La voce di Janus Pitt era più bassa, quasi ipnotica. «Basta che il segreto rimanga tale per appena cent’anni. Se avremo cent’anni tutti per noi, per costruire la nostra nuova società, saremo abbastanza forti e numerosi da proteggerci e da costringere gli altri a proseguire verso altri mondi. Dopo di che non dovremo più nasconderci.»

Eugenia restò ancora in silenzio.

«Ti ho convinta?» chiese Pitt.

Lei parve scuotersi. «Non del tutto.»

«Allora pensaci, e dovresti farmi solo un favore. Mentre ci pensi, non parlare a nessuno della Stella Vicina, e dammi tutti i dati in tuo possesso perché li custodisca al sicuro. Non li distruggerò. Te lo prometto. Ci serviranno se vogliamo raggiungere la Stella Vicina. Ti senti di fare almeno questo, Eugenia?»

«Sì» rispose lei con un filo di voce. Poi si infervorò. «Una cosa, però… Il nome alla stella voglio darlo io. Se le darò un nome, sarà la mia stella.»

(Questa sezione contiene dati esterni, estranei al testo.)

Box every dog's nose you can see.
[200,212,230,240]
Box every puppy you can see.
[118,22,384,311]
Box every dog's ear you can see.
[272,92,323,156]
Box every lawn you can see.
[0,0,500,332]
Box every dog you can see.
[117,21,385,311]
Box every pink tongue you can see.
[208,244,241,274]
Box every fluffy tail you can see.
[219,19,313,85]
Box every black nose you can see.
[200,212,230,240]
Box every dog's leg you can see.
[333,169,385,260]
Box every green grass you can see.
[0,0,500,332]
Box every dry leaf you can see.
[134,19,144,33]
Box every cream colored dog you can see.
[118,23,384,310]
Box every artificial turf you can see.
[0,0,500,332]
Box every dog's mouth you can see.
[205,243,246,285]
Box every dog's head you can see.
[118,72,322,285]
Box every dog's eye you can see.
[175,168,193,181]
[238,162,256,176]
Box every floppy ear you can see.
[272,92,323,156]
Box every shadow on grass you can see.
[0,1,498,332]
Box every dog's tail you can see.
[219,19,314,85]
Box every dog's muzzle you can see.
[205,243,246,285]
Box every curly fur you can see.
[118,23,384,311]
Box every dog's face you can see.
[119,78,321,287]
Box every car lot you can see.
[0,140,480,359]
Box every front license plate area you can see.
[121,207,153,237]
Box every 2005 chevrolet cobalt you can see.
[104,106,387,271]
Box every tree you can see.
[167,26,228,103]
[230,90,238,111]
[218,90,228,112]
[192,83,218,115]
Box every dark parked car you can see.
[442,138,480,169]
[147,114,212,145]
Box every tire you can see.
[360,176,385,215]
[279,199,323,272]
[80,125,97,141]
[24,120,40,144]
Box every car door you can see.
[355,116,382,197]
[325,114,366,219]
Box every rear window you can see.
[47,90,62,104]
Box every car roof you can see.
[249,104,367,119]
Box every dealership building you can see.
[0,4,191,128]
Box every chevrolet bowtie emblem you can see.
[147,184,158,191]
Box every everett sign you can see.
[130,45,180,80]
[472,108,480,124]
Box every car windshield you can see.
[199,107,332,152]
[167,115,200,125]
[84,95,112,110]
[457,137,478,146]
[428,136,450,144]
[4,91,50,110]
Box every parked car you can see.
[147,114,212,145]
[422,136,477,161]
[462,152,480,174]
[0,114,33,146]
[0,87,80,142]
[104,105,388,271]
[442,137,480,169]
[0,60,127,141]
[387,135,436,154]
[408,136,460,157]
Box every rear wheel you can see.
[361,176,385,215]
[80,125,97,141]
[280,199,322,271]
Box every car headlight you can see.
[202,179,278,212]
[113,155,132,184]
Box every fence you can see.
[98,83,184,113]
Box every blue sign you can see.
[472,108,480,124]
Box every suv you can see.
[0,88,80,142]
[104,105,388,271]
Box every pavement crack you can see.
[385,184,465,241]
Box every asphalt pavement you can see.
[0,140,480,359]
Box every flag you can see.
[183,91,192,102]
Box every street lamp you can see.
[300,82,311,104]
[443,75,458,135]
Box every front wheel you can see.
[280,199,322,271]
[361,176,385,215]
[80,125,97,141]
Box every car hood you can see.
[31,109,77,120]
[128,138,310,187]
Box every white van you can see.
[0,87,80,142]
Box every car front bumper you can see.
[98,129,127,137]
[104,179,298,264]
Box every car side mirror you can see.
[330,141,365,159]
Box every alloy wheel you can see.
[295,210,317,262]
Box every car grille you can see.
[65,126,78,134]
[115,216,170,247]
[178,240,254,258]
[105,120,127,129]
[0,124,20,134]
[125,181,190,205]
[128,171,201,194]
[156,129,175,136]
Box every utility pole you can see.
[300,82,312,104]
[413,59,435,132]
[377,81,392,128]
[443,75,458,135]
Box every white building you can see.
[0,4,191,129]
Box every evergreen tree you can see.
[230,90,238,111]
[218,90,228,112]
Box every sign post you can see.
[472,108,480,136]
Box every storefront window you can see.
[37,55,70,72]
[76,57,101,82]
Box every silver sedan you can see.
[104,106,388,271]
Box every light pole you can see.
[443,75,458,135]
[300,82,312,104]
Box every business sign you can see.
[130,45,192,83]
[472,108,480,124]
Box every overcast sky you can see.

Pitt abbozzò un sorriso. «Come vuoi chiamarla? La Stella di Insigna? La Stella di Eugenia?»

«No. Non sono così sciocca. Voglio chiamarla Nemesis.»

«Nemesis? NEMESI?»

«Sì.»

«Perché?»

«Verso la fine del ventesimo secolo, per un breve periodo si sono fatte delle ipotesi circa l’esistenza di una stella compagna del Sole. Non si è concluso nulla, all’epoca. Non è stata trovata nessuna stella del genere, però negli studi dedicati ad essa, quella stella ipotetica veniva chiamata «Nemesis». Io vorrei onorare così quei pensatori audaci.»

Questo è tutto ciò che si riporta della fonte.